Additional phenomena may also be a source of confusion. Dystonic events during sleep in young infants may represent gastroesophageal reflux (GER). While GER can also occur during the wakeful state, clinical events may occur predominantly or exclusively during sleep; video EEG monitoring with pH probe monitoring can help document this abnormality. While nocturnal paroxysmal dystonia generally does not occur under 2 years of age, dystonic posturing followed by sudden arousal may superficially resemble mesial frontal lobe seizures. Video monitoring may more readily document ictal and interictal electrographic abnormalities in association with such behaviors.

summary

Many epileptic syndromes affecting the older child are activated during drowsiness, sleep, or arousal from sleep. While there are specific childhood epileptic syndromes that characteristically involve sleep, few epileptic syndromes are described for the child under 1 year of age. Interestingly, this time period from birth through 1 year is rapidly evolving with respect to sleep architecture, continuity, arousal, and cycle length. While the ontogeny of circadian and ultradian organization of sleep and wakefulness is undergoing rapid and tremendous changes, few associations between sleep transitions and seizures have been described. The absence of strong circadian influence until 3 months of age, and little expression of "lighter" stages of NREM (i.e., stage 1 and 2) until after 9 months of age are two examples of maturational characteristics that may limit the expression of seizures during sleep in the neonate or infant.

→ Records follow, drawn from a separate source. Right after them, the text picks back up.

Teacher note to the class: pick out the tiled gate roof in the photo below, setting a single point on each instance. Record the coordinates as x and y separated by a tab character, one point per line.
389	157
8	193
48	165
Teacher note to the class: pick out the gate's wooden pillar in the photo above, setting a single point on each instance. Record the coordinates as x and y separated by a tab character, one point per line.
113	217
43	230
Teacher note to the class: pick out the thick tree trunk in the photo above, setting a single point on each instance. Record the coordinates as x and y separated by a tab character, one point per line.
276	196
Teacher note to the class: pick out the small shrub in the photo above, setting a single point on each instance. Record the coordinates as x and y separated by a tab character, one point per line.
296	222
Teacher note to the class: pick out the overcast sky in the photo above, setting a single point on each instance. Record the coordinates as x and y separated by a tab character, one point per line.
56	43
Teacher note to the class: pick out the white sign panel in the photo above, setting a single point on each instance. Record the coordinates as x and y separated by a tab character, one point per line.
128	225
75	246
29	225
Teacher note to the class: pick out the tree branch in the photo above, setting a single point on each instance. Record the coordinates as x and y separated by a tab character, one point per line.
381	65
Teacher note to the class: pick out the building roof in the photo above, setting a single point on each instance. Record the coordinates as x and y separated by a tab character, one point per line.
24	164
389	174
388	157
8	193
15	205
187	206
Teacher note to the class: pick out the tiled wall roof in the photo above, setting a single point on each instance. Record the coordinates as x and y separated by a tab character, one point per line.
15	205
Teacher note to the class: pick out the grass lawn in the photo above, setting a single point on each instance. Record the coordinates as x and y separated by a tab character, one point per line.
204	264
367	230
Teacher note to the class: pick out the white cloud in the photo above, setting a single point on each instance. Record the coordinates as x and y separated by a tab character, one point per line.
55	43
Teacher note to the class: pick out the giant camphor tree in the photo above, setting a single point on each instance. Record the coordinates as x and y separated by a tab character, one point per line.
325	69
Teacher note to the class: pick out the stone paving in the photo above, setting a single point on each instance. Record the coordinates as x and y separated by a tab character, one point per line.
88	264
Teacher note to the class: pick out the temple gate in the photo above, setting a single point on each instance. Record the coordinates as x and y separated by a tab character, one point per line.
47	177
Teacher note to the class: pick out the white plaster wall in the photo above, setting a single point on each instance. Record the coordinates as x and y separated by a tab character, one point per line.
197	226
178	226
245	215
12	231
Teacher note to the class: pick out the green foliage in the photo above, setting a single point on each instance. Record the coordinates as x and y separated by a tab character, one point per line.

Aggressive use of EEG/PSG recordings, including simultaneous video documentation, can assist in establishing whether a clinical phenomenon is epileptic or nonepileptic. Further investigations for epileptic syndromes during the neonatal and infancy periods must include both EEG and PSG evaluations. Understanding the effects of antiepileptic medications on sleep also may contribute to more accurate classification of nonepileptic behaviors during sleep.